October 6, 2013

MindMaps In Testing: Wrap up

So I spent a week without using a notebook, a testing management tool or any notes except for  mindmaps. It was an interesting week, I think I actually took better notes, missed fewer dark corners of the applications that I tested and was able to share my work with others easier. Alot if this was made easier by the use of colors on the nodes in my mind maps.   I used bold colors for things that I needed to come back to later, and light variants once I had come back and done what ever action was needed.

Lets take a look at what my process looked like.  Every Day I reviewed my Maps from earlier in the week to see if there was anything I needed to pull into todays map as a item I planned to do. So before my day even started I had a map with a center node that was the days date, surrounded by any tasks that carried over from the previous days and the items I planned to do that day.  If there was a task that carried over the the previous day, I would copy the node over with every thing that was under it so that I had my notes from the earlier work to guide my continuing work.   I found that my exploratory testing was very much assisted by this exposure to my previous results. I was able to make links across sessions and generate new charters with better insight than I had when I used a notebook for this same process.

As the day progressed, the first level nodes that I was working on would progress through several states denoted by color. White for upcoming tasks, yellow for the currently active task, Red/Purple for tasks that needed to be revisited, and Green for completed Tasks.  If that was all that I had done, this would not be as great a tool as it ended up being.  Also made notes on the tasks, and did my test planning under the testing tasks.  Since I used an electronic MindMap tool this allowed my test plans to be fluid and dynamic based my results.  Results from the tests were also recorded in the MindMap as were all of the defects and other issue I noted. Again these were color coded to allow me to make notes about them and not get distracted by opening my bug reporting tool  and spending time then reporting, but rather making enough notes that I could come back later to do a RIMGEA analysis and better report.

I found this technique very useful.
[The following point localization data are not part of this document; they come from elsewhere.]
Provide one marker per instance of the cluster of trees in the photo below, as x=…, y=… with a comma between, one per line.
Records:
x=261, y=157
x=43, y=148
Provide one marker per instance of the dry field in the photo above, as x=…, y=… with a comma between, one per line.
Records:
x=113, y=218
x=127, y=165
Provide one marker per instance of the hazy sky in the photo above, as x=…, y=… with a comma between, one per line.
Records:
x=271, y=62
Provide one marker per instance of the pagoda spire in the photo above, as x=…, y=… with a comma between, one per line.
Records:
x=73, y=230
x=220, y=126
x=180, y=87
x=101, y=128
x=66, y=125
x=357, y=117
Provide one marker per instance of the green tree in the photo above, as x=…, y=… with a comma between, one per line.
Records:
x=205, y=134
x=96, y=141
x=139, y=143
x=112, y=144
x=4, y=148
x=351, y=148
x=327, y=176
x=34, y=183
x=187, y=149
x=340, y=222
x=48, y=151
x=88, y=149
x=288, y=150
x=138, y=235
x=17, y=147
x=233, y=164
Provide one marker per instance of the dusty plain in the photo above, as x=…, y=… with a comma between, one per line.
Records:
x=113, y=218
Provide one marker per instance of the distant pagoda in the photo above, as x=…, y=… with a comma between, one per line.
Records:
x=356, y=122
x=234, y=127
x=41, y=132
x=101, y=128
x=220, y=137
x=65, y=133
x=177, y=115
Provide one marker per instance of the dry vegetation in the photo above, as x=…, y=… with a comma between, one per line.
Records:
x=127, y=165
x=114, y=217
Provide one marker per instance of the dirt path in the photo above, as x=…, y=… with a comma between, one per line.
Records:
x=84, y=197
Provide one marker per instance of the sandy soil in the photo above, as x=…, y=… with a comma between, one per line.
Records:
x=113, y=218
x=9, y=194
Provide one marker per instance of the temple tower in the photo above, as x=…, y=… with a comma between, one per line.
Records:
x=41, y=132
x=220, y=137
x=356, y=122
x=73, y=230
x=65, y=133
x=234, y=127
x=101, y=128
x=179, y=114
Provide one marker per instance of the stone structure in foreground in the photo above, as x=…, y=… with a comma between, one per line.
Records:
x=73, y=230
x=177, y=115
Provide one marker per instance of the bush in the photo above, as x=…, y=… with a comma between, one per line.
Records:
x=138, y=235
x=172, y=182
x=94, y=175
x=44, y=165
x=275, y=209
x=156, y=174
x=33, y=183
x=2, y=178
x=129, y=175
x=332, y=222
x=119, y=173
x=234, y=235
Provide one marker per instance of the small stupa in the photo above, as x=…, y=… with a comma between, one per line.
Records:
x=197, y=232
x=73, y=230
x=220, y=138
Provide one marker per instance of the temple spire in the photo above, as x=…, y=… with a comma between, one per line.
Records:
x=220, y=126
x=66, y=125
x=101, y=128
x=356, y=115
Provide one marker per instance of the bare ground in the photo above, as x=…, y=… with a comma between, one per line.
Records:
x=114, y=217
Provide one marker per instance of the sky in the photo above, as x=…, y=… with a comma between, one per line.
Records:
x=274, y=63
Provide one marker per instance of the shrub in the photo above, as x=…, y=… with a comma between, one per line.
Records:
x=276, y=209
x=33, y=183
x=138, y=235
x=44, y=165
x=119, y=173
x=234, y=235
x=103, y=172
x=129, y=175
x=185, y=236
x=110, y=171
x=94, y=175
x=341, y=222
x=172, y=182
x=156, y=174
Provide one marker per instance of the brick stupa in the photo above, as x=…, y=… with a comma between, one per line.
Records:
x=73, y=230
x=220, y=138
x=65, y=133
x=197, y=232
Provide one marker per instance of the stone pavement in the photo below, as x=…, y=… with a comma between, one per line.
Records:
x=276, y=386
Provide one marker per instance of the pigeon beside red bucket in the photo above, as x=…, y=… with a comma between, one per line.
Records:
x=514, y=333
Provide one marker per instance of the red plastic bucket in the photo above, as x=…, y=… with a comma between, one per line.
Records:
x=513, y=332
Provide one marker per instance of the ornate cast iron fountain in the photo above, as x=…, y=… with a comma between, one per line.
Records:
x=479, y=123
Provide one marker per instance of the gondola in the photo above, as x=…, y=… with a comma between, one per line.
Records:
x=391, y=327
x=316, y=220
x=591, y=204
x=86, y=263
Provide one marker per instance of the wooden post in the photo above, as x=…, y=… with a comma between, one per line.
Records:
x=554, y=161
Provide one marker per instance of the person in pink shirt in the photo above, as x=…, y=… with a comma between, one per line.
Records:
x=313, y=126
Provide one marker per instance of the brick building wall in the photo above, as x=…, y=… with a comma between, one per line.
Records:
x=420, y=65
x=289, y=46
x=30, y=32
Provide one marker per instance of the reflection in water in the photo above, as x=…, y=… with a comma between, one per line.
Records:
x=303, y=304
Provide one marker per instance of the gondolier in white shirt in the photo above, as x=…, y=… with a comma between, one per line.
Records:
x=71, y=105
My entire day was in one place, I could break pieces out to share and collaborate with others,  and I missed less. I will continue to use MindMaps in this way, and will continue to look for new ways to use MindMaps in my work.

1 comment:

  1. Nice organizational tool where I would imagine you will inspire others with your process description. I hope others share their process in how they use mindmaps.

    I use mindmaps as a way to organize how I create articles or course development. It's extra work but it really helps me to visualize the whole picture of what I want to say in an organized and sequential way but not forgetting the inter-dependencies.